Lhamsyah menambahkan bahwa salah satu program andalan dan tepat sasaran untuk mencapai swasembada pangan adalah dengan menambah adanya sumur dalam. Menurutnya satu sumur dalam dapat mengairi sekitar delapan hektar sawah.
Alip Murtopo selaku ketua DPC Tani Merdeka Blora mendukung penuh gagasan tersebut bahkan sudah mulai merintisnya lebih dari setahun yang lalu.
“Program itu sudah kita jalankan dan mungkin tahun ini akan lebih kita masifkan,” ungkap mantan aktivis HMI ini.
Secara teknis Alip menjelaskan bahwa untuk pompa sumur air dalam ini akan diarahkan ke daerah yang sumber daya airnya mencukupi.

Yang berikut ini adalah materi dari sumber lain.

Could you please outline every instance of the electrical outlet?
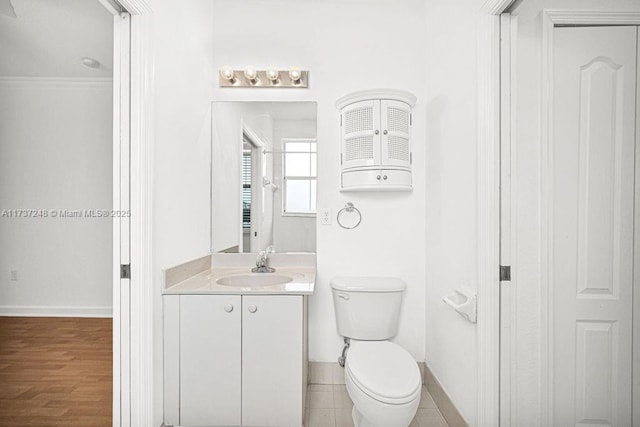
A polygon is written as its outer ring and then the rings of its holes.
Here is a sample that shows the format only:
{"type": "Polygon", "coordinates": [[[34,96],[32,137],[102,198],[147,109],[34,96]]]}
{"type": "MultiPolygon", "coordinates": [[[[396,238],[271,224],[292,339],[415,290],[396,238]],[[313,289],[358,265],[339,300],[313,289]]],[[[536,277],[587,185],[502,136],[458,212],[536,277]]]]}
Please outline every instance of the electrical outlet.
{"type": "Polygon", "coordinates": [[[331,225],[331,209],[320,210],[320,224],[331,225]]]}

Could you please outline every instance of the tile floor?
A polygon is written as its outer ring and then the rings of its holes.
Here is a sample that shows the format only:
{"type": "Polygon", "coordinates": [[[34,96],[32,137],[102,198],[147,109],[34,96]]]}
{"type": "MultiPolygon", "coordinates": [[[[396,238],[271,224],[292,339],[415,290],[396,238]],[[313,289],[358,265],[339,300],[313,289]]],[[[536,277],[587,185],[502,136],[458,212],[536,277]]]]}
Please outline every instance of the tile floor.
{"type": "MultiPolygon", "coordinates": [[[[309,384],[307,387],[307,413],[305,427],[353,426],[353,403],[344,385],[309,384]]],[[[420,406],[410,427],[447,427],[442,414],[426,387],[422,387],[420,406]]]]}

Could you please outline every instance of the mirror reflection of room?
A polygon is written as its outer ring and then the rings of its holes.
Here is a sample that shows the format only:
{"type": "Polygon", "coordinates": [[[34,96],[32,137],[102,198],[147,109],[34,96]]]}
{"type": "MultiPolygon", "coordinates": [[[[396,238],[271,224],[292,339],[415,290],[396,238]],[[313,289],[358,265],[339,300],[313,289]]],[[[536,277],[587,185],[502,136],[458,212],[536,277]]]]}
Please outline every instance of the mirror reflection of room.
{"type": "Polygon", "coordinates": [[[214,102],[212,115],[212,252],[315,252],[316,103],[214,102]]]}

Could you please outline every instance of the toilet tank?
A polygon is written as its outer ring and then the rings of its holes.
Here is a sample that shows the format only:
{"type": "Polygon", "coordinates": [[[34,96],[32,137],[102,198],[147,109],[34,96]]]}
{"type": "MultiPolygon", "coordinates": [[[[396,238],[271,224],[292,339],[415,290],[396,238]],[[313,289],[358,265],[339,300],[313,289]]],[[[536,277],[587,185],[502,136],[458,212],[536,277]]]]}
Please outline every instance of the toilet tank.
{"type": "Polygon", "coordinates": [[[333,278],[338,333],[370,341],[395,336],[405,288],[405,283],[395,277],[333,278]]]}

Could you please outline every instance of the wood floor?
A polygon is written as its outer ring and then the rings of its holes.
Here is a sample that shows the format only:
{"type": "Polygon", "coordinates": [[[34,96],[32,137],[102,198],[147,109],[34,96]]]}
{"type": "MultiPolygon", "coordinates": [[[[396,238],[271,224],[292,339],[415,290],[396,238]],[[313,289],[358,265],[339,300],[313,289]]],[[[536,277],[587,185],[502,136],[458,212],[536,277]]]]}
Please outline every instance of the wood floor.
{"type": "Polygon", "coordinates": [[[111,426],[111,324],[0,317],[0,426],[111,426]]]}

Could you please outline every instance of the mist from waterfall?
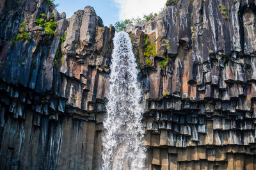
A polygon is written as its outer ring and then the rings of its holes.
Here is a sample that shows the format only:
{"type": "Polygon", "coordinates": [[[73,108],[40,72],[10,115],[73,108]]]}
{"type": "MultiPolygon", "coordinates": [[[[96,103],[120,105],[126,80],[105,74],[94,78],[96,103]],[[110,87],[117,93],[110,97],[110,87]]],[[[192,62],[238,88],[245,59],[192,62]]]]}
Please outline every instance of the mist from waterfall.
{"type": "Polygon", "coordinates": [[[144,169],[146,148],[138,70],[129,35],[114,38],[106,115],[103,121],[102,169],[144,169]]]}

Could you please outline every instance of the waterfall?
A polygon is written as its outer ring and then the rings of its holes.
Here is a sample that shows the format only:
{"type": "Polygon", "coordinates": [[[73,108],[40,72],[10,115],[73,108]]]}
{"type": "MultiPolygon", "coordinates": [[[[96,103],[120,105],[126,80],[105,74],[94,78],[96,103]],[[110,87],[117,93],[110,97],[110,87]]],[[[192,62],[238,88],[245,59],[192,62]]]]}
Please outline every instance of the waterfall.
{"type": "Polygon", "coordinates": [[[102,169],[144,169],[146,149],[141,86],[129,35],[114,38],[106,115],[103,121],[102,169]]]}

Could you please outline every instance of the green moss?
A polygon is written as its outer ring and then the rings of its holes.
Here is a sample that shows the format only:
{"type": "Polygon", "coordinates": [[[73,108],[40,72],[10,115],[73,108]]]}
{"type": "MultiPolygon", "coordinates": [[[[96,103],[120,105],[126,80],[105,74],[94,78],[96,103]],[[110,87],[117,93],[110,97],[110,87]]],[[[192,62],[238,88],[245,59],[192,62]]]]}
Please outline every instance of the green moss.
{"type": "Polygon", "coordinates": [[[36,19],[34,22],[37,26],[42,27],[47,35],[51,36],[54,34],[57,27],[57,22],[54,21],[52,19],[47,20],[45,14],[41,14],[41,18],[36,19]]]}
{"type": "Polygon", "coordinates": [[[66,40],[66,37],[62,35],[62,36],[60,37],[60,42],[61,42],[61,43],[62,43],[64,42],[65,40],[66,40]]]}
{"type": "Polygon", "coordinates": [[[57,22],[51,20],[44,24],[44,31],[49,36],[53,35],[57,27],[57,22]]]}
{"type": "Polygon", "coordinates": [[[145,40],[145,45],[148,45],[148,43],[149,43],[149,37],[148,37],[148,36],[147,36],[146,37],[146,39],[145,40]]]}

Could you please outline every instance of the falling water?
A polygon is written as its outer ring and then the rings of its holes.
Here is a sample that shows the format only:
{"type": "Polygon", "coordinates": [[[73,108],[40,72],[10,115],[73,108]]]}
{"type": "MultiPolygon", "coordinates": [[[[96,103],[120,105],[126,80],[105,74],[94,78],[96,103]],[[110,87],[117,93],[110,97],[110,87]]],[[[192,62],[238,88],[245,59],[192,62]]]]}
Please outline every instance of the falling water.
{"type": "Polygon", "coordinates": [[[143,169],[143,109],[138,70],[129,35],[119,32],[114,38],[111,72],[103,121],[103,169],[143,169]]]}

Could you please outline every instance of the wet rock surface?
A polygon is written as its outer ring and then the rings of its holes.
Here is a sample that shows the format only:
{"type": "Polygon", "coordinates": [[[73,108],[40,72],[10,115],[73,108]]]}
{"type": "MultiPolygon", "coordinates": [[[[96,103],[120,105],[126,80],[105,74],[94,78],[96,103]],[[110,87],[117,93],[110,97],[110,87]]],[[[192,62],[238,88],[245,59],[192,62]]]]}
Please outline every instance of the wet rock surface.
{"type": "MultiPolygon", "coordinates": [[[[179,1],[127,27],[150,169],[255,169],[255,12],[179,1]]],[[[42,0],[0,0],[0,169],[100,169],[115,28],[90,6],[65,19],[42,0]]]]}
{"type": "Polygon", "coordinates": [[[127,28],[141,70],[150,169],[255,169],[255,7],[179,1],[127,28]]]}
{"type": "Polygon", "coordinates": [[[115,28],[90,6],[66,19],[47,1],[0,4],[0,169],[100,169],[115,28]]]}

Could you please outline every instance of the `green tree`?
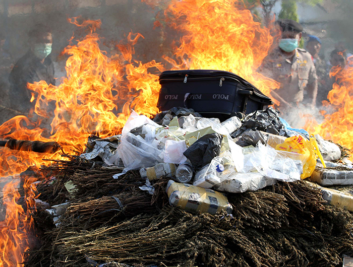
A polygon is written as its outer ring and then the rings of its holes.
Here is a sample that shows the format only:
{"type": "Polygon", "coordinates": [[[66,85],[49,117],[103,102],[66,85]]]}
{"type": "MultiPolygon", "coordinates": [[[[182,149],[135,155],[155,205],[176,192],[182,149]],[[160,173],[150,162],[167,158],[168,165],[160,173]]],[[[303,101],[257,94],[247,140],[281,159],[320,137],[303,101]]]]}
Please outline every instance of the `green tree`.
{"type": "MultiPolygon", "coordinates": [[[[288,19],[299,22],[298,7],[296,0],[283,0],[281,5],[281,11],[278,14],[279,19],[288,19]]],[[[304,47],[304,39],[302,39],[299,47],[304,47]]]]}
{"type": "MultiPolygon", "coordinates": [[[[253,10],[254,8],[259,6],[261,7],[262,15],[264,18],[263,22],[265,26],[268,26],[273,19],[272,14],[273,14],[274,6],[279,1],[245,0],[244,2],[247,7],[250,10],[253,10]]],[[[322,3],[323,1],[323,0],[282,0],[281,3],[282,8],[279,17],[282,19],[290,19],[296,21],[299,21],[297,13],[297,3],[305,3],[311,6],[315,6],[322,3]]]]}

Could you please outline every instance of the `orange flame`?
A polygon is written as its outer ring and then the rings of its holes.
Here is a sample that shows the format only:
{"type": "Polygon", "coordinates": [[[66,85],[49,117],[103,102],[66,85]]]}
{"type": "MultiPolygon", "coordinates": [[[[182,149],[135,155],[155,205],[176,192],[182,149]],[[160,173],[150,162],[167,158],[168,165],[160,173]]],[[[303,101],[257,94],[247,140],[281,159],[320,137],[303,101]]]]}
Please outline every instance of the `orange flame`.
{"type": "Polygon", "coordinates": [[[327,96],[330,102],[326,101],[325,105],[334,112],[324,113],[325,118],[320,124],[314,119],[308,120],[306,129],[353,149],[353,66],[334,67],[330,75],[336,82],[327,96]]]}
{"type": "MultiPolygon", "coordinates": [[[[27,179],[23,185],[27,193],[27,207],[34,206],[35,187],[32,183],[35,180],[27,179]]],[[[16,189],[19,183],[12,181],[4,188],[3,205],[7,213],[5,220],[0,225],[0,266],[4,267],[22,266],[24,252],[29,248],[33,219],[18,204],[21,197],[16,189]]]]}

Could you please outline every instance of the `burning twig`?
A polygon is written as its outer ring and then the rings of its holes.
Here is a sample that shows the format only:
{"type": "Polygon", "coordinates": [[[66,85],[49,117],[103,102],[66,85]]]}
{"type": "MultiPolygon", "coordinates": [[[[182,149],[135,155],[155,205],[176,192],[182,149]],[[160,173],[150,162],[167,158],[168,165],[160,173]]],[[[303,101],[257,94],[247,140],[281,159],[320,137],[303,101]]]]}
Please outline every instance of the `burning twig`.
{"type": "Polygon", "coordinates": [[[50,154],[55,153],[61,148],[60,145],[55,142],[43,142],[16,139],[0,141],[0,147],[5,147],[14,150],[50,154]]]}

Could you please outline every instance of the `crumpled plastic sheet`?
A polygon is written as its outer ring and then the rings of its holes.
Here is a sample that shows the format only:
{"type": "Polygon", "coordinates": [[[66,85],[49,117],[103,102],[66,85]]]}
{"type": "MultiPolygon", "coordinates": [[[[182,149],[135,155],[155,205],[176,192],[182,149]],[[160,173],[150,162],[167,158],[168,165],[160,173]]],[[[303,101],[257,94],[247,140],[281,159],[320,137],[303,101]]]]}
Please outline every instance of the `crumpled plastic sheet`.
{"type": "Polygon", "coordinates": [[[264,145],[267,144],[268,137],[265,136],[260,131],[254,131],[251,129],[247,129],[237,138],[236,144],[241,147],[256,146],[259,142],[264,145]]]}
{"type": "Polygon", "coordinates": [[[184,107],[173,107],[166,111],[162,111],[156,115],[153,121],[159,125],[169,125],[169,123],[174,117],[178,117],[181,116],[189,116],[192,114],[195,117],[202,117],[201,115],[195,112],[192,108],[185,108],[184,107]]]}
{"type": "Polygon", "coordinates": [[[154,193],[154,187],[151,184],[151,182],[148,178],[146,179],[146,183],[142,186],[139,186],[139,188],[143,191],[146,191],[150,194],[154,193]]]}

Misalnya di wilayah Blora selatan dan Blora bagian barat seperti kecamatan Kunduran
“Kalau target kita per korcam, masing-masing per kecamatan mengajukan,” tambahnya lagi.
Pada akhir wawancara Alip memberi penegasan bahwa program sumur dalam ini diperuntukkan bagi sawah-sawah milik pribadi bukan lahan hutan misalnya yang merupakan milik perhutani. (ts)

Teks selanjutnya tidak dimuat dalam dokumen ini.